There is a perception that some judges do not act independently and there are decisions are influenced from powers above. This perception is fuelled by uninformed political statements by politicians and these need to be comprehensively and properly addressed. Examples include statements to the effect that cadre judges will be appointed to the Judiciary, statements alleging that certain judges have been bribed and so forth erode public confidence in the Judiciary especially when made by politicians. We believe that anyone aggrieved by Judicial decision must appeal that decision using the appellate process and any disciplinary issues against Judicial officers must be raised to the Judicial Service Commission. This perception is also fuelled by certain judgements especially relating to the protection of human rights and freedoms. As the court observed in Uganda Law society v Attorney General, the independence of Judges and courts is not an end itself, it is a necessary condition of protection of human rights and freedoms

Today, Your Excellency and Members of the bench, it is appropriate for me to refer to a decision by the Late Benedicto Kiwanuka, CJ (as he then was) in Musoke v Uganda (1972) 1 EA 137. The applicant was charged with robbery and was released on bail. There after the State amended the Charge to robbery with aggravation and successfully applied for bail to be rescinded. More than three months passed without the applicant being brought to bail. He again applied for bail and also named witnesses he wished to call but he was not brought from Prison and the trail could not therefore take place. After several adjournments, the trial eventually took place.

The Late Justice Kiwanuka had this to say on the events:

“I do not deny that the Director of Public Prosecutions has every right to alter charges as he sees fit. But as a Judge of this Court, I am bound to come to the rescue of our citizens where I detect an attempt on the part of those who have power to prosecute others to abuse the power in their hands. This in my view is one of those cases.”

How often are we coming to the rescue of our citizens? Is history repeating itself? Judicial accountability is crucial to Judicial integrity. In Attorney General v Gladys Nakibuule Kisekka Constitutional Appeal No 02 of 2016, the Supreme Court stated that whereas Judicial Independence can bolster Judicial courage exercised by Judges called upon to rule in difficult cases, accountability can bolster the integrity Judges demonstrate in their performance on the Bench. Judicial accountability refers to Judges being answerable for their actions and decisions to the community to whom they owe their allegiance.

Security of tenure is one of the key tenets of an independent Judiciary. It is important for providing stability in the functioning of the courts and prevents any perception of lack of independence in the Judiciary. We should strongly reconsider appointing Judges in an Acting Capacity and I appreciate that this is a court matter and I will say nothing more except to reemphasize that if Judges do not have security of tenure, the independence of the Judiciary is greatly undermined.

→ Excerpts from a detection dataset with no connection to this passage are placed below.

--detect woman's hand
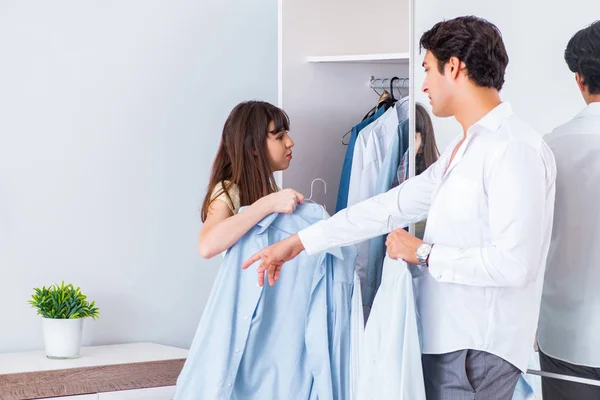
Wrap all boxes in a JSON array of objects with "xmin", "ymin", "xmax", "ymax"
[{"xmin": 260, "ymin": 189, "xmax": 304, "ymax": 214}]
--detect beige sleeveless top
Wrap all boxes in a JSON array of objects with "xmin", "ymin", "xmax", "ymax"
[{"xmin": 210, "ymin": 181, "xmax": 240, "ymax": 215}]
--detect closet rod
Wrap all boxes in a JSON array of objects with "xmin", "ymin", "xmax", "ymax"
[{"xmin": 369, "ymin": 76, "xmax": 409, "ymax": 90}]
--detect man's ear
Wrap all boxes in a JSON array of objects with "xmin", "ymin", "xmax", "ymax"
[
  {"xmin": 446, "ymin": 57, "xmax": 465, "ymax": 80},
  {"xmin": 575, "ymin": 72, "xmax": 587, "ymax": 93}
]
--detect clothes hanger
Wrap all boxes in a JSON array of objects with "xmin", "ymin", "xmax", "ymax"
[
  {"xmin": 305, "ymin": 178, "xmax": 327, "ymax": 211},
  {"xmin": 390, "ymin": 76, "xmax": 402, "ymax": 102}
]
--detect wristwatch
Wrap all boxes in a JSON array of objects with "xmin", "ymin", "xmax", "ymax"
[{"xmin": 417, "ymin": 243, "xmax": 431, "ymax": 267}]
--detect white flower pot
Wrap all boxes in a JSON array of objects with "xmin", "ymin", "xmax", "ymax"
[{"xmin": 42, "ymin": 318, "xmax": 83, "ymax": 360}]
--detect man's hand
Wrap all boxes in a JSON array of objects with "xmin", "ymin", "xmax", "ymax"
[
  {"xmin": 242, "ymin": 235, "xmax": 304, "ymax": 286},
  {"xmin": 385, "ymin": 229, "xmax": 423, "ymax": 264}
]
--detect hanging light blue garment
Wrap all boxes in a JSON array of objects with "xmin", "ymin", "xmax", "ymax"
[
  {"xmin": 175, "ymin": 204, "xmax": 356, "ymax": 400},
  {"xmin": 335, "ymin": 107, "xmax": 385, "ymax": 212},
  {"xmin": 363, "ymin": 119, "xmax": 410, "ymax": 310}
]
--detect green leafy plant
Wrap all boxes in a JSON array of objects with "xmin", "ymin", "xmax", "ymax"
[{"xmin": 28, "ymin": 281, "xmax": 100, "ymax": 319}]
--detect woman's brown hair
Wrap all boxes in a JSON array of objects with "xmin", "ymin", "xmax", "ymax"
[{"xmin": 201, "ymin": 101, "xmax": 290, "ymax": 222}]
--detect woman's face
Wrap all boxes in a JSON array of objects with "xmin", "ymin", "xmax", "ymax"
[
  {"xmin": 267, "ymin": 122, "xmax": 294, "ymax": 172},
  {"xmin": 415, "ymin": 132, "xmax": 423, "ymax": 153}
]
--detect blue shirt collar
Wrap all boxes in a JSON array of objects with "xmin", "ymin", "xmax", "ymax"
[{"xmin": 247, "ymin": 203, "xmax": 344, "ymax": 260}]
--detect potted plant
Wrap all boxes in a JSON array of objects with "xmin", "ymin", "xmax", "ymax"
[{"xmin": 28, "ymin": 281, "xmax": 100, "ymax": 359}]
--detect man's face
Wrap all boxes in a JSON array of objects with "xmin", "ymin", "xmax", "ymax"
[{"xmin": 422, "ymin": 51, "xmax": 454, "ymax": 117}]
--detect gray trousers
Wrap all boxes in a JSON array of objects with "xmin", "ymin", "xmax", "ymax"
[
  {"xmin": 422, "ymin": 350, "xmax": 520, "ymax": 400},
  {"xmin": 540, "ymin": 350, "xmax": 600, "ymax": 400}
]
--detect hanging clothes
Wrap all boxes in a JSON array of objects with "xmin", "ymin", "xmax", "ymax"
[
  {"xmin": 335, "ymin": 107, "xmax": 385, "ymax": 212},
  {"xmin": 175, "ymin": 203, "xmax": 356, "ymax": 400},
  {"xmin": 363, "ymin": 119, "xmax": 410, "ymax": 315},
  {"xmin": 348, "ymin": 107, "xmax": 398, "ymax": 298},
  {"xmin": 357, "ymin": 257, "xmax": 425, "ymax": 400}
]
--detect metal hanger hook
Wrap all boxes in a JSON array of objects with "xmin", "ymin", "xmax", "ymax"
[{"xmin": 306, "ymin": 178, "xmax": 327, "ymax": 201}]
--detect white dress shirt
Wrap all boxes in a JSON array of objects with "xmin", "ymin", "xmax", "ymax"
[
  {"xmin": 299, "ymin": 103, "xmax": 556, "ymax": 371},
  {"xmin": 538, "ymin": 103, "xmax": 600, "ymax": 368},
  {"xmin": 348, "ymin": 107, "xmax": 398, "ymax": 298}
]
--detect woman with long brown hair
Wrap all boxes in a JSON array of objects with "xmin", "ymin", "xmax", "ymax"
[{"xmin": 198, "ymin": 101, "xmax": 304, "ymax": 258}]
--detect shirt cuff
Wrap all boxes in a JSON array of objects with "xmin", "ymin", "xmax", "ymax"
[
  {"xmin": 298, "ymin": 221, "xmax": 331, "ymax": 255},
  {"xmin": 429, "ymin": 244, "xmax": 455, "ymax": 282}
]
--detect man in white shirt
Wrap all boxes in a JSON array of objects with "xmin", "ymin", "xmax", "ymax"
[
  {"xmin": 538, "ymin": 21, "xmax": 600, "ymax": 400},
  {"xmin": 244, "ymin": 17, "xmax": 556, "ymax": 400}
]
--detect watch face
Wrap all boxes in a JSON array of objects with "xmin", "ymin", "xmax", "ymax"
[{"xmin": 417, "ymin": 244, "xmax": 431, "ymax": 258}]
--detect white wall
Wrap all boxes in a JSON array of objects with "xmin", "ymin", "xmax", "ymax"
[
  {"xmin": 282, "ymin": 0, "xmax": 409, "ymax": 212},
  {"xmin": 414, "ymin": 0, "xmax": 600, "ymax": 150},
  {"xmin": 0, "ymin": 0, "xmax": 277, "ymax": 352}
]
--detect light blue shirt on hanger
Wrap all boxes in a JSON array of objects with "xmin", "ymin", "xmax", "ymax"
[{"xmin": 175, "ymin": 204, "xmax": 356, "ymax": 400}]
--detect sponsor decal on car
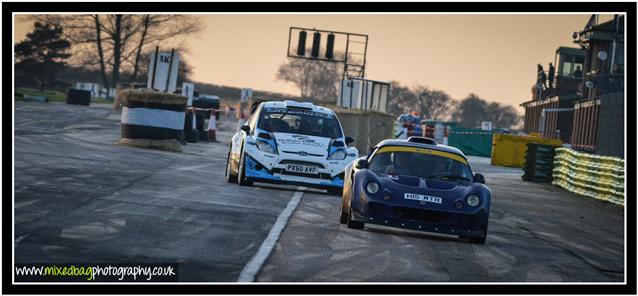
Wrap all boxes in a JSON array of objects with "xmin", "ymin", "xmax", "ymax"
[{"xmin": 403, "ymin": 193, "xmax": 442, "ymax": 204}]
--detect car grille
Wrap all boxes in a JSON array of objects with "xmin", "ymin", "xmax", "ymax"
[
  {"xmin": 392, "ymin": 207, "xmax": 452, "ymax": 223},
  {"xmin": 279, "ymin": 160, "xmax": 325, "ymax": 169},
  {"xmin": 282, "ymin": 150, "xmax": 325, "ymax": 157},
  {"xmin": 272, "ymin": 168, "xmax": 331, "ymax": 180}
]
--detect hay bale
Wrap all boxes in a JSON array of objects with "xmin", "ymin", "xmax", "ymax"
[
  {"xmin": 117, "ymin": 89, "xmax": 188, "ymax": 106},
  {"xmin": 117, "ymin": 138, "xmax": 182, "ymax": 152}
]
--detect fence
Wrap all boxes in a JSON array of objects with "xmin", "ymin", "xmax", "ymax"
[
  {"xmin": 447, "ymin": 127, "xmax": 492, "ymax": 157},
  {"xmin": 552, "ymin": 148, "xmax": 625, "ymax": 206},
  {"xmin": 334, "ymin": 108, "xmax": 395, "ymax": 156}
]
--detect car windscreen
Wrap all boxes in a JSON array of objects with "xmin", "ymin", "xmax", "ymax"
[
  {"xmin": 368, "ymin": 147, "xmax": 472, "ymax": 181},
  {"xmin": 257, "ymin": 107, "xmax": 341, "ymax": 139}
]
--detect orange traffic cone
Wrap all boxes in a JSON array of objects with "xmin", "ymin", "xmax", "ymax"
[{"xmin": 208, "ymin": 109, "xmax": 217, "ymax": 142}]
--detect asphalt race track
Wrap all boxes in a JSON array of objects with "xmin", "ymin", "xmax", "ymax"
[{"xmin": 14, "ymin": 102, "xmax": 625, "ymax": 282}]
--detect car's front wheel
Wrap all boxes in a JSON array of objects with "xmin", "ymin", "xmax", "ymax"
[
  {"xmin": 226, "ymin": 151, "xmax": 237, "ymax": 183},
  {"xmin": 237, "ymin": 149, "xmax": 253, "ymax": 186},
  {"xmin": 327, "ymin": 188, "xmax": 343, "ymax": 196},
  {"xmin": 339, "ymin": 200, "xmax": 348, "ymax": 224}
]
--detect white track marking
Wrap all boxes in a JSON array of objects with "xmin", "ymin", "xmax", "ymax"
[{"xmin": 237, "ymin": 187, "xmax": 306, "ymax": 282}]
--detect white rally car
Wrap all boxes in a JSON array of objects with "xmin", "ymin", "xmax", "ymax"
[{"xmin": 226, "ymin": 101, "xmax": 359, "ymax": 194}]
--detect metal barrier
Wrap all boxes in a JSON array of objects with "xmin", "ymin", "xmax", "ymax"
[{"xmin": 552, "ymin": 148, "xmax": 625, "ymax": 206}]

The enactment of the Administration of the Judiciary Act marked a key turning point for the independence of the judiciary. The subsequent implementation of the Act is a sign of good progress towards actualizing the independence of the Judiciary. We understand that this is not a destination but a journey and we must work together to strengthen the independence which is a key tenet for rule of law and democracy.

The threats we have highlighted must be sufficiently addressed. I would like to take this opportunity to thank the Judiciary and the Organizing Committee for this opportunity to share our thoughts as ULS.